2: Towards a Theoretical
Vocabulary: In reader from Copy Central
on Bancroft down through selection from
de Sousa, xerox p. 143. These readings present
some different ways of talking about emotions
that we will attempt to organize in class
by focussing on what issues cause debate
and how we might formulate the basic problems
involved.
3. For the first half of
this class two or three participants will
write to the others by e-mail before Friday
telling them what literary texts or works
of art they have chosen as a way of using
or problematizing the readings and discussions
from the last class. These people will then
lead discussion during this class. It might
be useful if we choose most of our examples
from the texts I have ordered, but I do
not want to make those the exclusive sources,
or even literature the exclusive medium.
If the works are not easily available we
will set up a drop box in the Graduate Reserve
Reading Room. For the second half of the
class we will discuss limitations developed
from within Anglo-american philosophy of
the now dominant cognitivist views of emotions.
And we will take up the question of taxonomies
of emotions in order to try alternative
versions of emotional dynamics. Reader down
through Descartes, xerox p. 193 (be sure
to read the Moran essay especially carefully).
(Walton in Emotions and the Arts
responds to this essay.)
4. Again two or three presentations
for the first half of class. Second half
will concern itself with how to handle the
imaginary dimension of emotions that is
one factor making cognitive accounts problematic
(others are the issue of the relation of
emotions to values and emotions to boundaries
of subject positions). Readings will be
from Nicholas Luhman in reader (mislabelled),
xerox pp. 264-76, and as much of Richard
Wollheim as you can read (he is very readable).
For reasons I can explain, the Wollheim
text is available only as a single typescript
text that you will have to make your own
xerox of. It is on the reserve shelf that
I hope will be in the new Graduate reading
room in Doe.
5. Again two or three presentations.
Second half of class will be devoted to
phenomenological critiques of both cognitive
and imaginary frameworks. I am treating
Gilles Deleuze as a phenomenologist for
this experiment, so please read at least
chapter 5 of his Difference and Repetition.
You can pick up the basic logic of the book
from the opening and conclusion of the first
chapter and beginning of the conclusion.
In addition please read in reader from Smith
to Cataldi, xer pp. 194-263.
6. Again two or three presentations.
Discussion will focus on various readings
about the relation of emotions to theories
of value, especially in the domain of aesthetics.

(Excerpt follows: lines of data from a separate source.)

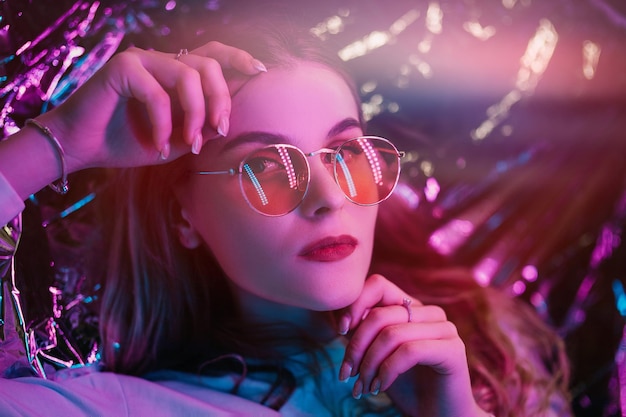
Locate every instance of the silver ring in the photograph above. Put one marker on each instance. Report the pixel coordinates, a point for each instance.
(180, 53)
(406, 303)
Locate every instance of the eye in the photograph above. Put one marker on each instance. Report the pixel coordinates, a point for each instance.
(263, 165)
(349, 151)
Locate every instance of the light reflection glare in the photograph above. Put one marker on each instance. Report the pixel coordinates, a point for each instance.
(432, 189)
(434, 18)
(591, 56)
(478, 31)
(449, 237)
(509, 4)
(484, 271)
(332, 25)
(377, 39)
(534, 62)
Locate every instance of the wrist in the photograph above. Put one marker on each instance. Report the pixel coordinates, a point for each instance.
(61, 185)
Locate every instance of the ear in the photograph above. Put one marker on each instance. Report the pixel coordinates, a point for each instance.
(187, 233)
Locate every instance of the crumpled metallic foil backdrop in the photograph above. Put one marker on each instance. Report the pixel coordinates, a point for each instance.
(513, 113)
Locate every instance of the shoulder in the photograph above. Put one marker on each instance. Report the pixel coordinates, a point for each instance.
(105, 393)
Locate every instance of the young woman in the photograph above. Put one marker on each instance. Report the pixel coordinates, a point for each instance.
(239, 279)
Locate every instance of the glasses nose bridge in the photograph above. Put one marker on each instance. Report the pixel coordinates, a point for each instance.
(329, 164)
(321, 153)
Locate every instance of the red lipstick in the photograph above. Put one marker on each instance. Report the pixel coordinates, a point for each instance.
(330, 249)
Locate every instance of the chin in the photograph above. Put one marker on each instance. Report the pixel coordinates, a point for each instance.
(335, 298)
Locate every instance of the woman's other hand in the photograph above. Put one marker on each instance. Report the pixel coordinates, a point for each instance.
(407, 349)
(145, 107)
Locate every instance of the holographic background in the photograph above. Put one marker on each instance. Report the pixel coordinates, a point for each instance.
(514, 113)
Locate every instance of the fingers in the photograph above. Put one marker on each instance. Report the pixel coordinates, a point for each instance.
(377, 291)
(389, 336)
(132, 80)
(377, 351)
(230, 57)
(197, 82)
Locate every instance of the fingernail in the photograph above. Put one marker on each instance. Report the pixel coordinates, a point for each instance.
(258, 65)
(223, 126)
(375, 387)
(345, 371)
(165, 152)
(197, 144)
(357, 391)
(344, 324)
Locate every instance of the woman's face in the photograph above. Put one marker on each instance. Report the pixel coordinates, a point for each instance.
(315, 257)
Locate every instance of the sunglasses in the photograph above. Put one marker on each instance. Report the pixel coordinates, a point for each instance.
(274, 180)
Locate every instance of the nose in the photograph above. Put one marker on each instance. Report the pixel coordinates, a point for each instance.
(324, 195)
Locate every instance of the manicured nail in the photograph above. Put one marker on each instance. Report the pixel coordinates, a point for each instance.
(197, 144)
(345, 371)
(165, 152)
(344, 324)
(223, 126)
(375, 387)
(357, 391)
(258, 65)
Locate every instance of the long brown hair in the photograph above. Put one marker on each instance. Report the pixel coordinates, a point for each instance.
(518, 365)
(164, 305)
(169, 307)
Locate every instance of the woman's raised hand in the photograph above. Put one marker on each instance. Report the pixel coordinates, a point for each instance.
(407, 349)
(144, 107)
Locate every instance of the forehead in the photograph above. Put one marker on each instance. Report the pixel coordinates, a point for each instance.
(300, 101)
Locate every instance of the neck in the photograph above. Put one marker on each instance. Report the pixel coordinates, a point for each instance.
(259, 311)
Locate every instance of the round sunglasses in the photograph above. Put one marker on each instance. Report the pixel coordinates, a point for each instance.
(274, 179)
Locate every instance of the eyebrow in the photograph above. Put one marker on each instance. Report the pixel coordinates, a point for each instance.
(269, 138)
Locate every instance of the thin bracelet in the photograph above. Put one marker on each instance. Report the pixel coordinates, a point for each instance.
(61, 186)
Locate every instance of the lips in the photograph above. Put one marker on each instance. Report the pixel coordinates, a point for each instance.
(330, 249)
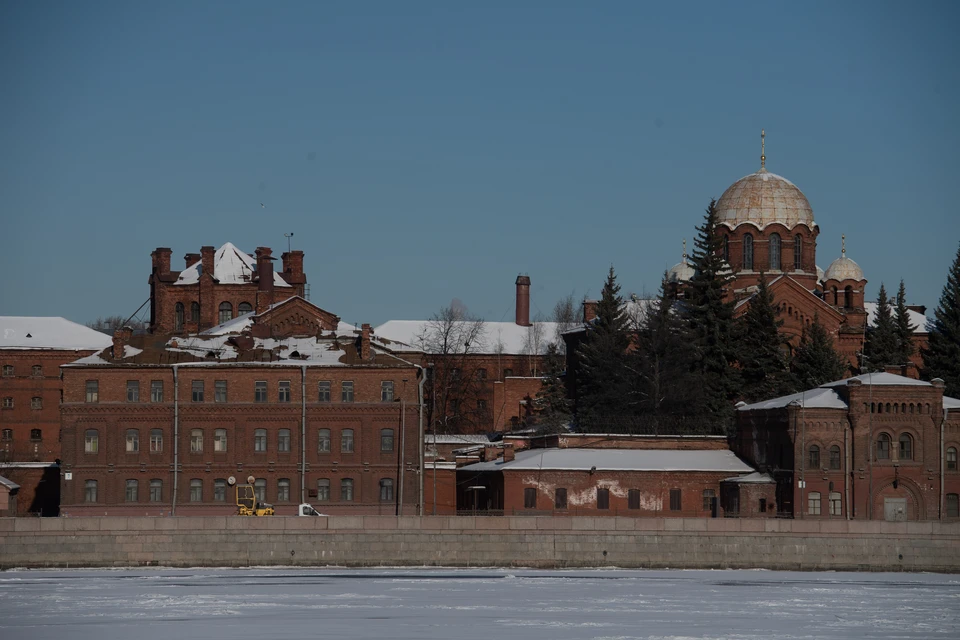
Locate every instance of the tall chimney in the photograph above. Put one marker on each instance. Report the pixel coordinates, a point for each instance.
(523, 301)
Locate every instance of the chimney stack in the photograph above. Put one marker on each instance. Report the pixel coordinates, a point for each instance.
(523, 301)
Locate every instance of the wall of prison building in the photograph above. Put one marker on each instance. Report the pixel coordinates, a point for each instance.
(549, 542)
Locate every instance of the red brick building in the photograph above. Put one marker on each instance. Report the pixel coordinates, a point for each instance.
(313, 409)
(876, 446)
(31, 352)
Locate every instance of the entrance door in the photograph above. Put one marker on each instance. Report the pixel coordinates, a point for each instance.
(895, 509)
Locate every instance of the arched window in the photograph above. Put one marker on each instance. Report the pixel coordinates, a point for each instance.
(883, 447)
(906, 447)
(226, 312)
(775, 252)
(748, 252)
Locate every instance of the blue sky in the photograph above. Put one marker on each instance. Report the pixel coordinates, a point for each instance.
(424, 151)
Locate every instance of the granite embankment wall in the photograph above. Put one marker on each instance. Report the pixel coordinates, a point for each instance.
(362, 541)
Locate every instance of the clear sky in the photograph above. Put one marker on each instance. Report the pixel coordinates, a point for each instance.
(424, 151)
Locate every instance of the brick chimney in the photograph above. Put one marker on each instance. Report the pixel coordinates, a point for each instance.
(523, 301)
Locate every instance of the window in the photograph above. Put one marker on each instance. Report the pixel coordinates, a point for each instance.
(220, 391)
(835, 503)
(156, 490)
(346, 490)
(226, 312)
(560, 499)
(156, 440)
(90, 491)
(220, 441)
(906, 447)
(386, 391)
(196, 490)
(775, 252)
(883, 447)
(323, 441)
(709, 495)
(748, 252)
(323, 490)
(219, 490)
(132, 491)
(133, 441)
(324, 391)
(675, 500)
(196, 441)
(834, 458)
(813, 459)
(91, 441)
(529, 498)
(603, 498)
(386, 490)
(386, 439)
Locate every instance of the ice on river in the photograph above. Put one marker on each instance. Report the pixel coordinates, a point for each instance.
(464, 604)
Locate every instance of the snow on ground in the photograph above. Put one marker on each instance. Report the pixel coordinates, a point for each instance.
(465, 604)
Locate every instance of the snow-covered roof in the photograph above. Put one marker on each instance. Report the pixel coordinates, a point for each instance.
(917, 319)
(618, 460)
(230, 266)
(27, 332)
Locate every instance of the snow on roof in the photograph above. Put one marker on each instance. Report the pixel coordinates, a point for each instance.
(26, 332)
(618, 460)
(230, 266)
(498, 337)
(917, 319)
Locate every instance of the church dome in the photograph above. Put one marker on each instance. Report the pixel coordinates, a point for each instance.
(764, 198)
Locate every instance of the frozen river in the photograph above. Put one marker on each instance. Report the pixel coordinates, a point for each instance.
(464, 604)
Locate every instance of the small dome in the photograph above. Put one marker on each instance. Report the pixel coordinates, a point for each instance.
(764, 198)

Please read the rest of the reader and in
Emotions and the Arts essays by Levinson,
Walton, Sparshott, Livingston and Mele,
and de Sousa.
7. I see this week as largely
time to catch up and see if we can agree
on working paradigms or formulations of
problems that will be provocative. We will
have the opening presentations again, and
readings will be essays of mine on Hegel
on force, on Eliot, on Stevens, and on Mei-Mei
Berssenbrugge which by then I hope to have
on my web site.
8-15. The rest of the seminar
will consist of two participant presentations
per class. Those performing will select
and text and make it available (if it is
difficult to get) by Friday before class.
They will then present a twenty minute conference
paper. There will be one or two respondents
who will spend just ten minutes indicating
what aspects of the paper might create problems
or require further thought, and then the
group will have to sustain conversation.
I assume that the final paper will learn
something from these conversations. It will
be crucial to the class that we all read
whatever the person is writing about.